Portrait of the young writer as a toddler. Sy was interviewed by Onlypicturebooks.com. She told them:
“I don’t even remember this, but my parents told me: When I was younger than two, my parents took me to the Frankfurt Zoo, in Germany — where I was born – not in the zoo, but in the city of the Frankfurt! I broke free of my parents’ hands for a few moments and disappeared. When they found me, I had toddled into the hippo pen — right next to a 3,000-pound hippo, considered the most dangerous animal in Africa.”
“My parents weren’t happy, but clearly, both the hippos and I were fine about it. I always felt comfortable with animals—far more so than with most people.”
Read the rest of the interview here.
Kudos for Condor Comeback, winner of a Green Earth Honor Award. Check out the whole flock of winners here.
Sy enjoyed her visit via Zoom to the Chelmsford Library in Massachusetts for their All-Community read of How to be a Good Creature.
What better place to read about octopuses than while in the water? My book is in great company in the bathtub with author Chris Bohjalian, as he told the New York Times Book Review:
Describe your ideal reading experience (when, where, what, how).
I can read for hours in the bath. In the winter, when the sun sets early, it’s pretty close to heaven to read there on a Sunday afternoon and watch the sun disappear over the small mountain west of where I live. I also loved to read in swimming pools, pre-Covid, when vacations were a thing. I’d stand waist-deep in the water, the book open flat on the coralline lip of the pool.
What’s the most interesting thing you learned from a book recently?
From Sy Montgomery’s lovely The Soul of an Octopus: An octopus would make a terrible pet, but not because they’re dangerous. Rather, they’re playful and smart and usually gentle with humans, but they’re likely to get themselves into trouble slithering out of their tank.
After reading her book, I went to the New England Aquarium just to watch them.
First Review. Booklist loves Sy’s new book, The Hummingbirds’ Gift: Wonder, Beauty, and Renewal on Wing:
“Hummingbird rehabilitator Brenda Sherburn Labelle and two tiny orphans, Maya and Zuni, first appeared in passionate, prolific, and beloved naturalist Montgomery’s world-circling avian chronicle, Birdology (2010). Here she tells the entire tale of the hummers’ rescue and thriving, thanks to rigorous human attention involving feedings with a syringe every 20 minutes, nerve wracking treatments for a mite infestation, and clever ways to help them learn to fly.”
“Montgomery shares an array of astounding facts about hummingbirds, from their proportionately enormous heart to how each day these little beings sup from 1,500 flowers and eat approximately 700 insects; how their wings beat 60 times per second; how they can hover, a unique ability; and how very combative and strong these little feathered marvels are, enduring long migrations year after year. Montgomery describes Maya and Zuni’s “remarkably expressive” little faces and different rates of development, and describes the fear and joy attendant upon their release into a world in which pollinators are severely imperiled.”

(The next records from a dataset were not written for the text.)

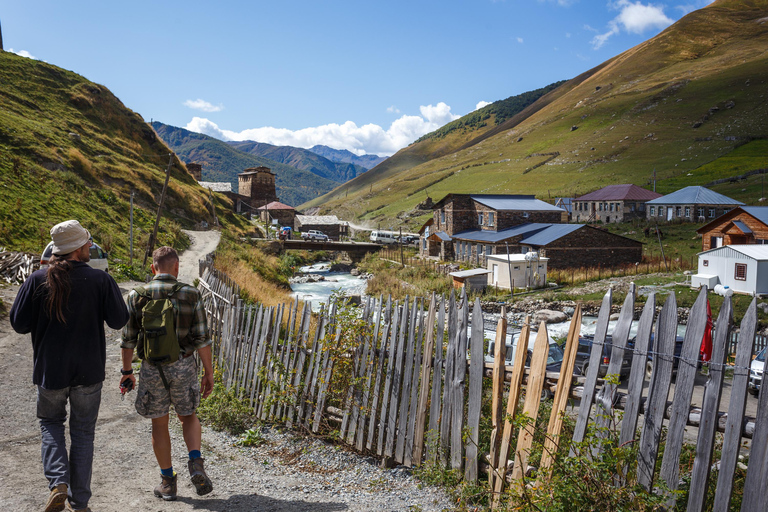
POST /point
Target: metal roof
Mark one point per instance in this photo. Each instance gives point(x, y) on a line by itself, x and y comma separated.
point(516, 202)
point(695, 195)
point(619, 193)
point(552, 233)
point(754, 251)
point(479, 235)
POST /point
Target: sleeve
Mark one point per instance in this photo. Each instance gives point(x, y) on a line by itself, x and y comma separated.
point(115, 313)
point(22, 314)
point(129, 337)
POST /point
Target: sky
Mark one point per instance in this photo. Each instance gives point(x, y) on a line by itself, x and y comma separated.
point(369, 77)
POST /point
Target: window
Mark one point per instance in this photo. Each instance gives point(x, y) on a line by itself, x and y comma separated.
point(741, 272)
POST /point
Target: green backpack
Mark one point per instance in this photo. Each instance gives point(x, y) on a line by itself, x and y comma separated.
point(157, 337)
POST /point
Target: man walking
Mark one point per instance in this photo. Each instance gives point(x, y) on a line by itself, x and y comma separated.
point(65, 307)
point(161, 385)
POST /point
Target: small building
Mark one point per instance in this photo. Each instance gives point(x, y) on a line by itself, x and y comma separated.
point(613, 203)
point(742, 268)
point(284, 215)
point(473, 280)
point(328, 224)
point(742, 225)
point(518, 270)
point(690, 204)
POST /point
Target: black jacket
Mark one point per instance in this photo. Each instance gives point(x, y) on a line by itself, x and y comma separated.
point(74, 353)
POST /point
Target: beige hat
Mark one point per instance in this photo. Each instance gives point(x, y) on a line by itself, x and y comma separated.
point(68, 236)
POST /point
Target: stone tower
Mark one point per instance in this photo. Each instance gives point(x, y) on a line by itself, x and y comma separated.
point(196, 170)
point(258, 185)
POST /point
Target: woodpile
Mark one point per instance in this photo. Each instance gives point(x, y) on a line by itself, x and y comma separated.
point(15, 267)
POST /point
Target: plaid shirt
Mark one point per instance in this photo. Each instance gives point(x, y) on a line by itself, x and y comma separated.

“Montgomery’s bright, richly illustrated chronicle stirs renewed appreciation for human empathy, skill, and wonder and a miraculous winged species.”

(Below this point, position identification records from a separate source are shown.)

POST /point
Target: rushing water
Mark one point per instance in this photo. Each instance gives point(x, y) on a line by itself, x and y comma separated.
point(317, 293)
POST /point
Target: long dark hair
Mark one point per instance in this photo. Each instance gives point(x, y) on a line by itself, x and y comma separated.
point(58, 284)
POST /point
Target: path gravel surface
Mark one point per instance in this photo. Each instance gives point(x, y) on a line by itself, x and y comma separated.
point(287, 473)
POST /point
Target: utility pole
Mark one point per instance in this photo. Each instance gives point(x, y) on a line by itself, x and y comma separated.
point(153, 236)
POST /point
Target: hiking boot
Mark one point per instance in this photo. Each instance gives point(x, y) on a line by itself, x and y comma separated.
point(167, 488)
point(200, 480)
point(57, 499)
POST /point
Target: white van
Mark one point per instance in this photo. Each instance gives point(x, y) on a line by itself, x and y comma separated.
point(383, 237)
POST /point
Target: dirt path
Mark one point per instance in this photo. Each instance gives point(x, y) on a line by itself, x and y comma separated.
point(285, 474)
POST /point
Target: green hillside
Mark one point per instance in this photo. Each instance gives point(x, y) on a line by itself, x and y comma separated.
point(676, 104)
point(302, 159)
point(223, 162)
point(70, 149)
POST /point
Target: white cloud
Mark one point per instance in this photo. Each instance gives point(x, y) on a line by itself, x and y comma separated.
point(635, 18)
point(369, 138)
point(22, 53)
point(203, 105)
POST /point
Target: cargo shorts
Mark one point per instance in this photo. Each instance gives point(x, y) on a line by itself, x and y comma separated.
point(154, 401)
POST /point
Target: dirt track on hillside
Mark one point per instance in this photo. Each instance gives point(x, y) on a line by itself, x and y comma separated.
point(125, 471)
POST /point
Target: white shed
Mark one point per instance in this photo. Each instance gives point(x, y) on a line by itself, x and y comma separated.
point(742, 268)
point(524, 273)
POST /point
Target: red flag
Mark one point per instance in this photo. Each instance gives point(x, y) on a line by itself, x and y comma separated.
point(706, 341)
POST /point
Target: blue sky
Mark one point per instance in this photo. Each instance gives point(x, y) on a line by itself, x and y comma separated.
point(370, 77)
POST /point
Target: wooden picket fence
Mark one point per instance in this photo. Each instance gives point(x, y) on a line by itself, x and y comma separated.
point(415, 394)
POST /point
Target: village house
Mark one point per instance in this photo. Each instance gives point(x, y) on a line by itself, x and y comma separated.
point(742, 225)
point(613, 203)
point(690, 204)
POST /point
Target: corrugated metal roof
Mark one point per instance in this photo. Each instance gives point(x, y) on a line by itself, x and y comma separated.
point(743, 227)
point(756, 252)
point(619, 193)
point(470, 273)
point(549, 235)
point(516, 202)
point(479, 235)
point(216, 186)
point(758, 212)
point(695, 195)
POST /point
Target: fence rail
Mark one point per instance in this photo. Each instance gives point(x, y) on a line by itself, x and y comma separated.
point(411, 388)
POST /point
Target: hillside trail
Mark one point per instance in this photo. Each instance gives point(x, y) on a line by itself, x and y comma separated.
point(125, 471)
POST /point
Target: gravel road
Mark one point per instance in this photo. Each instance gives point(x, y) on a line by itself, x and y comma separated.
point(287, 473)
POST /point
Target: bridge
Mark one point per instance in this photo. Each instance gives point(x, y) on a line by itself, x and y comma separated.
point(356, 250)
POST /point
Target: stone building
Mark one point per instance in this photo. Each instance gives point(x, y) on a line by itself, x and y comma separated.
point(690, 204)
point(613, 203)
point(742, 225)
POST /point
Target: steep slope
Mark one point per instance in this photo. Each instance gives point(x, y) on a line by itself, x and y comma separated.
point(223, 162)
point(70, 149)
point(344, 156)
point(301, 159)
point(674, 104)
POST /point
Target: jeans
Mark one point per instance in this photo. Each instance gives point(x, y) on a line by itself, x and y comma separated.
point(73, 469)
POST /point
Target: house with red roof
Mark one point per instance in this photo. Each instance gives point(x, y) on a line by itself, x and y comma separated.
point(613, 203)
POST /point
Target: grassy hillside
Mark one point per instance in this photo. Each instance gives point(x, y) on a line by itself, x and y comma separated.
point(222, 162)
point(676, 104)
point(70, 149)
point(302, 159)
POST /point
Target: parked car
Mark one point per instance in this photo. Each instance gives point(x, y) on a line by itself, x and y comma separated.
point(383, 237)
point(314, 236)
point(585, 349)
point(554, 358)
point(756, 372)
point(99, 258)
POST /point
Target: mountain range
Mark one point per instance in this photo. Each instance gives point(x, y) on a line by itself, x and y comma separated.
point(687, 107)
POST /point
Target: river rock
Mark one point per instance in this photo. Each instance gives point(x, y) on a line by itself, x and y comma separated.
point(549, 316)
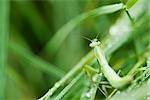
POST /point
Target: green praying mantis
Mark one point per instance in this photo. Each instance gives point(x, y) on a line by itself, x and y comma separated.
point(114, 79)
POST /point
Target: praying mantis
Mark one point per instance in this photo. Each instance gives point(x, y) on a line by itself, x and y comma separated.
point(114, 79)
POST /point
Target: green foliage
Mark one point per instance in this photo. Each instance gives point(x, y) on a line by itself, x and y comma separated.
point(4, 27)
point(47, 58)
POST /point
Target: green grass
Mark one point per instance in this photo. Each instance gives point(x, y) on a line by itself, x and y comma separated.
point(45, 57)
point(4, 31)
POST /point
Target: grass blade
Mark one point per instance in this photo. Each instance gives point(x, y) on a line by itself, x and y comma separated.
point(62, 33)
point(4, 18)
point(68, 87)
point(36, 61)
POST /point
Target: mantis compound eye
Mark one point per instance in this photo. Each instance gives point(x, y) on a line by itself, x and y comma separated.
point(94, 43)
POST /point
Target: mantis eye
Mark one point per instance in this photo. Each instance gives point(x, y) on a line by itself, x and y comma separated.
point(94, 43)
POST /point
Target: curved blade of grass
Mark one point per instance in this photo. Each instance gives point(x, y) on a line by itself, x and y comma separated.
point(130, 3)
point(62, 33)
point(4, 18)
point(36, 61)
point(68, 87)
point(109, 49)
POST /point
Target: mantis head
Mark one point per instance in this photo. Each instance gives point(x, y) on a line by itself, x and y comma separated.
point(94, 43)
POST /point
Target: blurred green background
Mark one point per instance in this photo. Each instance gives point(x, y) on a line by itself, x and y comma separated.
point(37, 58)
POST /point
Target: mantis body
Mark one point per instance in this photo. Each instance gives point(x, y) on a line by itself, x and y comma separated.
point(114, 79)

The Pima County Library in Tucson, Arizona, suggests that you spend National Pet Day – April 11 – or any day really, with A Good, Good Pig.

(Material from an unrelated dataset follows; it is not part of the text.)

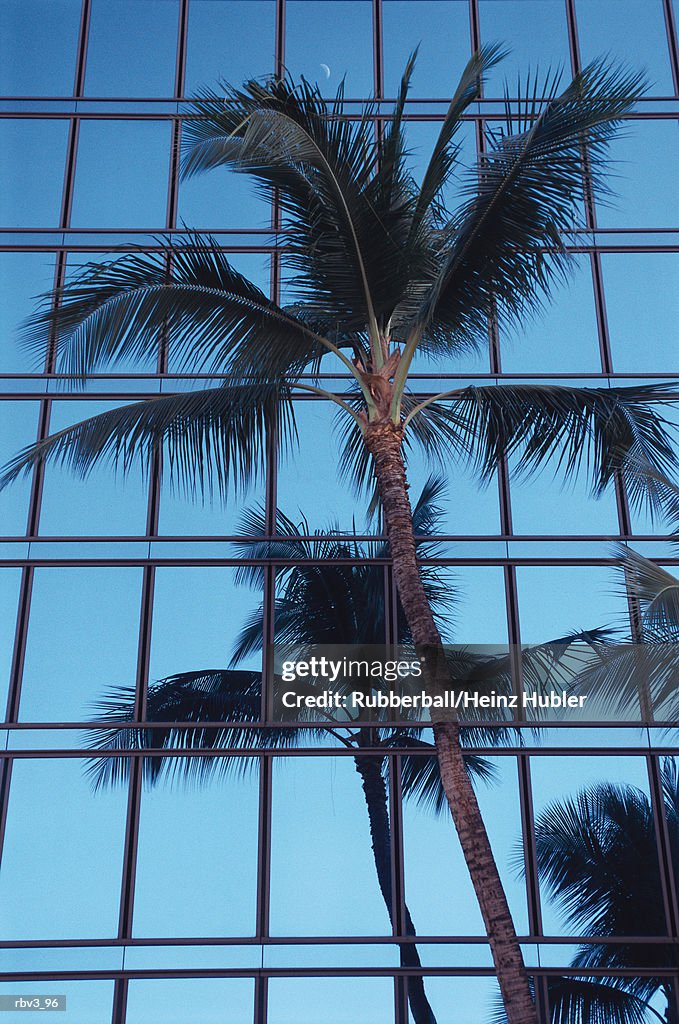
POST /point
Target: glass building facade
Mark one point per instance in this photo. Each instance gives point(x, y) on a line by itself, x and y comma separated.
point(251, 896)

Inspired by Becoming a Good Creature, the young writers of the Pierce School in Bennington, New Hampshire, created books of their own. Sy can’t wait to zoom with them, author-to-authors, and tell them how proud she is of their work. Above are two samples.
The new German translation of How to be a Good Creature. In translation “good creature” may have become “mensch”– a good, honorable person. Hmm.